Entrevistas de JoaQuim Gouveia

18
Set 14

 

“O QUE IMPORTA É RASGAR O PEITO E SER”

 

Ricardo Cardoso é um inventor da cultura, melhor, das culturas que divulga num programa radiofónio há 27 anos a transmitir conteúdos para gente que se cultiva na aprendizagem do saber. Para além disso participa em edições literárias e faz da sua vida uma aventura à descoberta do conhecimento, do enriquecimento das relações e da partilha familiar. Pertence ao Grupo de Teatro Espelho Mágico, onde é diretor e sente-se um homem de luta, plenamente na luta. Nasceu e brincou numa aldeia do ribatejo profundo e é companheiro presente ao lado do seu amor de toda a vida, a sua mulher. Evoca Charles Coster para falar do mundo e sobre Deus diz que é amor de uma grande harmonia. A crise resolve-se com o regresso aos valores do personalismo e das nações.

 

 

Como foi a sua infância?

Feliz e na direção do Homem novo.

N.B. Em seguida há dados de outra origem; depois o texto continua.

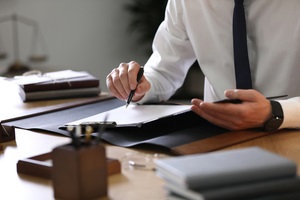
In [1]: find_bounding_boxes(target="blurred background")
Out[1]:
[0,0,203,98]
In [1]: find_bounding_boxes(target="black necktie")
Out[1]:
[233,0,252,89]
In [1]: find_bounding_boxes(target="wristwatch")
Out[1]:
[264,101,283,132]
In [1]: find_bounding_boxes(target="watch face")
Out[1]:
[264,117,283,132]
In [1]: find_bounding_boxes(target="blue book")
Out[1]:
[155,147,297,190]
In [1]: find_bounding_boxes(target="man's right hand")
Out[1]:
[106,61,151,102]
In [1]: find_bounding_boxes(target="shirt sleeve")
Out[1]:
[138,1,196,103]
[278,97,300,129]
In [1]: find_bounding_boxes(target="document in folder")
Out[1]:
[65,105,191,127]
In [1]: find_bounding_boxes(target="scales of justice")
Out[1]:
[0,14,47,76]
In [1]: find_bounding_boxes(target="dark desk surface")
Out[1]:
[0,77,300,200]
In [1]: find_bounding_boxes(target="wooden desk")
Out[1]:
[0,79,300,200]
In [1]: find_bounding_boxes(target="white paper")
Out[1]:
[66,105,191,127]
[13,70,88,85]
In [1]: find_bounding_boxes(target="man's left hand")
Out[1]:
[191,90,272,130]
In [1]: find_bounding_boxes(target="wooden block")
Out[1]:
[17,153,121,179]
[52,145,108,200]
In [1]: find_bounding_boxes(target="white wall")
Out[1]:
[0,0,147,91]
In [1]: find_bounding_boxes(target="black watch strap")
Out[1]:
[270,100,283,119]
[264,101,284,132]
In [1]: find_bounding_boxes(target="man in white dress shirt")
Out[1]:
[106,0,300,131]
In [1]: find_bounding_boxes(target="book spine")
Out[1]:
[197,177,300,200]
[21,79,100,93]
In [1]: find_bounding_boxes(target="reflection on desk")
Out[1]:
[0,77,300,200]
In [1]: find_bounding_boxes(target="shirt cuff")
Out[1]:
[278,97,300,129]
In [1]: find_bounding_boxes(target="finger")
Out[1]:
[191,105,236,130]
[106,74,125,100]
[118,63,131,96]
[134,76,151,99]
[111,68,128,99]
[224,89,259,102]
[128,61,141,90]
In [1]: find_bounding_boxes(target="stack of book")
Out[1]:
[14,70,101,101]
[155,147,300,200]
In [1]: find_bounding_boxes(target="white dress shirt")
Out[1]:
[141,0,300,128]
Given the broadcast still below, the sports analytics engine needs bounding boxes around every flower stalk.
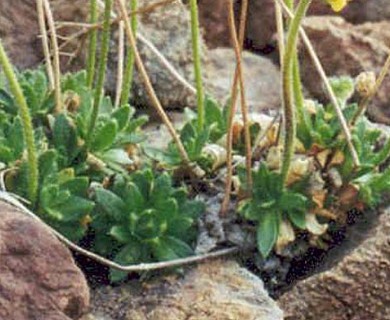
[87,0,112,144]
[87,0,98,88]
[121,0,138,104]
[281,0,312,184]
[190,0,205,132]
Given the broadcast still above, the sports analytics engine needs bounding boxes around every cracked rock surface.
[88,260,283,320]
[278,209,390,320]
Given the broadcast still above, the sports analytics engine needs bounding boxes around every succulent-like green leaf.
[91,120,118,151]
[257,211,280,258]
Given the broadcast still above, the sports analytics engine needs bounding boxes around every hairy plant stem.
[87,0,98,88]
[220,0,252,215]
[274,1,284,65]
[190,0,205,132]
[114,21,125,108]
[43,0,63,113]
[281,0,312,185]
[121,0,138,104]
[0,41,39,205]
[285,0,308,141]
[87,0,112,144]
[275,0,360,167]
[116,0,190,166]
[350,54,390,126]
[36,0,55,90]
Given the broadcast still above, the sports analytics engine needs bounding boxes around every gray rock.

Trago nas veias o amor, sentido libertário e saberes duma terra da resistência chamada Couço, no Ribatejo profundo).

 

E o primeiro amor…

Se retirar do caminho os namoricos filhos da circunstância que é viver posso dizer claramente que Céu Campos foi e é o meu primeiro amor.

 

E o primeiro emprego...

Organizando a resposta a partir do vencimento, direi que foi coisa administrativa e aborrecida. Por outro lado, pensando na vocação, foi coisa bonita e ligada à animação cultural.

 

Como é a sua casa? Como a define?

É um sitio de onde brota a maneira de encarar o mundo a partir dos olhos dos componentes da familia. Teatro, música, poesia e litros de significados em movimento misturam mapas interiores com utopias vindas do Sol.

 

O que pensa do mundo?

Respondo assim: Ó respeitáveis enganadores que troçais de mim! Donde emerge a vossa política, enquanto o mundo for governado por vós? Das punhaladas e do assassínio! Charles Coster.

 

Sente-se realizado humana e profissionalmente?

Não creio que a realização humana, no sentido genuíno da tirada, seja possivel. Pode sair em sorte uma espécie de aproximação, não mais do que isso. Não sei se é bom, se é mau!? O que importa é rasgar o peito e ser. Profissionalmente? Todas as profissões insertas nesta sociedade de interesses contidos assentam em fundamentos tão elevados como mediocres. Assim...

 

 

Como se resolve a crise?

Com o regresso dos homens aos valores do personalismo e das nações.

 

Deus criou o Homem, ou foi o Homem quem criou Deus?

É óbvio que nesta era do Homem comum, negócio é tudo o que seja negociável, inclusivamente o Deus comercial, filho da ganância e do poder. Outra coisa é o Universo onde tudo acontece. Quem somos nós para reclamar direitos sobre a vida? Não passamos de poeira cósmica. Deixa-me dizer-te: Deus é amor e está presente na grande harmonia sem anéis ouro e literaturas.

 

Se pudesse voltar atrás o que mudaria na sua vida?

Procuraria ser livre em vez de deprimido (nalgumas situações do viver). Ter ainda mais opinião própria.

 

Que faz no presente e que projectos para o futuro?

Funciono para a nação e para mim. Sou director no GATEM - Grupo de Animação e Teatro Espelho Mágico, escrevo a partir das minhas profundezas para algumas edições literárias de amIgos e companheiros de luta e mantenho no ar, vai para 27 anos, o programa radiofónico de cultura livre Arestas de Vento, agora na Popular FM. Há muito caminho, e o futuro faz-se caminhando na direcção do continente humano com a energia que me for possivel utilizar.

 

 

CAIXA DAS PALAVRAS

 

Um destino

Couço

 

Um livro

Escuta Zé Ninguém (Wilhelm Reich)

 

Uma música

Chegam palavras (Fernando Tordo)

 

Um ídolo

Agostinho da Silva

 

Um prato

Bacalhau no forno

 

Um conceito

És livre apenas num sentido: Livre da educação que te permitiria conduzires a tua vida como te aprouvesse acima da autocritíca.